Die Bitte nach Gottes Segen reicht über ein einfaches „Du“ hinaus. Es umfasst auch „all die Deinen“. Es geht darum, dass Gott seine schützende und liebende Hand über alle Menschen hält, wie ein schützendes Haus. Ja, Gott soll den Menschen selbst zu einem Haus werden, einem Haus, in dem die Menschen sich geborgen und wohl fühlen. Zum Wohlfühlen und sich geborgen fühlen gehören die Menschen, die einen lieben und die man selbst liebt dazu. Der Mensch ist nicht darauf angelegt allein zu bleiben, sondern Gemeinschaft zu schaffen und Gemeinschaft stiften.

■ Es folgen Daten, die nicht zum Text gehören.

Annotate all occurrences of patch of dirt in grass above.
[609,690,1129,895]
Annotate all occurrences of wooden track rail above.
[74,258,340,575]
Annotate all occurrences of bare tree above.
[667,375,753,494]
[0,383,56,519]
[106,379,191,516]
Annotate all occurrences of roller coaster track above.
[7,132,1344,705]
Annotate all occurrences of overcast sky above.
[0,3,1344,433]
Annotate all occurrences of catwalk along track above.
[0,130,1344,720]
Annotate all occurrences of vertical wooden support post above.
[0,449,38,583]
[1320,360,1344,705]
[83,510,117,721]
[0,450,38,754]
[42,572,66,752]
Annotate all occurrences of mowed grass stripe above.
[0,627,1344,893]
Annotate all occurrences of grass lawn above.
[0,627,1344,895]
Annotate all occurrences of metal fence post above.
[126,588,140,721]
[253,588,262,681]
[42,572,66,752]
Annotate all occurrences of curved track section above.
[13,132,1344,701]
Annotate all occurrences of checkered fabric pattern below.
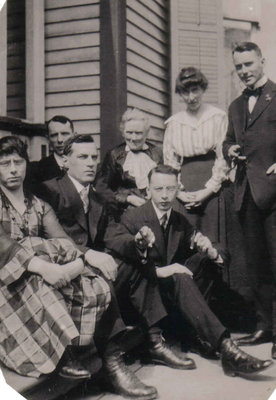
[0,192,111,377]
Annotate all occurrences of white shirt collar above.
[68,174,90,193]
[151,200,172,222]
[54,153,64,168]
[254,75,268,89]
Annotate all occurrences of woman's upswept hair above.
[175,67,208,94]
[0,136,29,162]
[120,108,150,134]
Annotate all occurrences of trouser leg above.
[159,274,228,348]
[240,187,275,330]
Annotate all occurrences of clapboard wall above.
[7,0,26,118]
[170,0,224,112]
[126,0,170,142]
[45,0,100,147]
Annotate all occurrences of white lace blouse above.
[163,104,229,192]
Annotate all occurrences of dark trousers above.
[159,274,226,349]
[114,262,167,330]
[240,185,276,335]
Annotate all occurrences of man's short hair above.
[148,164,179,183]
[63,133,95,156]
[0,136,29,162]
[46,115,74,133]
[232,42,262,57]
[120,108,150,134]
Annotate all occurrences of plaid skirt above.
[0,238,111,377]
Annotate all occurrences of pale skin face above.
[233,50,264,87]
[181,85,204,113]
[0,153,26,191]
[48,121,74,156]
[149,173,179,211]
[64,143,98,186]
[123,119,148,151]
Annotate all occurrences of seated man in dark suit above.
[40,135,195,396]
[27,115,74,196]
[105,165,271,375]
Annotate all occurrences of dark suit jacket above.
[42,174,108,250]
[105,201,205,274]
[223,80,276,211]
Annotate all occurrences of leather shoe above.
[58,360,91,379]
[235,329,272,346]
[149,339,196,369]
[103,352,158,400]
[220,339,273,376]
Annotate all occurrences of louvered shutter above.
[170,0,225,113]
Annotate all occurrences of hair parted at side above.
[0,136,29,162]
[232,42,262,57]
[120,108,150,133]
[46,115,74,133]
[63,133,95,156]
[148,164,179,183]
[175,67,208,94]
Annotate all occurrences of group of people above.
[0,42,276,400]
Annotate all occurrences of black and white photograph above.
[0,0,276,400]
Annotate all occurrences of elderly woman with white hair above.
[96,108,163,216]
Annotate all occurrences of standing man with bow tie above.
[223,42,276,358]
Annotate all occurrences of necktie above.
[80,188,89,214]
[243,86,264,113]
[160,213,168,232]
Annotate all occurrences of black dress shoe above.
[221,339,273,376]
[58,360,91,379]
[103,352,158,400]
[149,339,196,369]
[235,329,272,346]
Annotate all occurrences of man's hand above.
[134,226,155,251]
[228,144,246,161]
[190,232,219,260]
[156,263,193,278]
[127,194,146,207]
[85,249,118,282]
[266,163,276,175]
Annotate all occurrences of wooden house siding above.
[45,0,100,147]
[171,0,224,112]
[7,0,26,118]
[126,0,169,142]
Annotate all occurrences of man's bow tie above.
[242,86,264,97]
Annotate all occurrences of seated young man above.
[105,165,271,375]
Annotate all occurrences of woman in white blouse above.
[163,67,229,245]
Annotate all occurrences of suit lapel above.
[143,201,167,264]
[88,191,103,242]
[248,80,276,127]
[167,210,181,264]
[59,174,87,231]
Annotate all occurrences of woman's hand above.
[127,194,146,207]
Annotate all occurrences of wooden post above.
[100,0,127,155]
[0,3,7,116]
[26,0,45,123]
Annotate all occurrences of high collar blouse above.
[163,104,229,192]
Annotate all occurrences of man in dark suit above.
[223,42,276,358]
[27,115,74,196]
[105,165,271,375]
[43,135,195,393]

Gott liebt den Menschen und diese Liebe soll weitergegeben werden. Dies kann aber nur geschehen, wenn der, der sie weitergibt, selbst von dem Feuer dieser Liebe angesteckt ist. Er selbst muss für Gott brennen, damit er andere mit dieser Liebe anstecken kann.

 

Der Mensch verstrickt sich dabei aber immer wieder auch in Dingen, die dieser Liebe Gottes widersprechen. Er fesselt sich selbst mit Sünde und Schuld. Mit der Zeit werden die Stricke, mit denen der Mensch sich knebelt immer enger, sodass das Atmen schwer fällt und der Mensch niedergedrückt wird. Gott befreit den Menschen von dem, was ihn niederdrückt und fesselt, wenn er sich seiner Liebe anvertraut und seiner Zusage, dass er ihn auch trotz seiner Schuld liebt, glaubt.

 

Augustinus formuliert in Anlehnung an den Psalm 42 bereits: „Meine Seele ist unruhig in mir, bis sie ruhig wird in dir“. Der Frieden, den Gott den Menschen schenken möchte, soll nicht bei ihm selbst stehen bleiben, sondern er muss weitergegeben werden, in und durch die Gemeinschaft derer, die an Jesus glauben. Gottes Geist und der liebende Blick Gottes gehen dabei immer mit seinem Volk. Der Mensch wird durch diesen Blick voller Liebe und Frieden selbst fähig zum Frieden und zur Bereicherung für die Welt zu werden, in der er mit wachem Blick, offenem Herzen und einer helfenden Hand der Gerechtigkeit „nachjagt“.

 

Dieses Lied beschreibt die große Zusage Gottes den Menschen zu segnen, zu begleiten und nie aufzugeben für ihn zu kämpfen. Es ist Ansporn für jeden Menschen diesen Segen anzunehmen und mit Gott einen Weg zu gehen, der Leben heißt, in der Gewissheit, dass Gott jeden mit Namen kennt und den Weg in allen Niederungen und bei allen Höhenflügen mitgeht.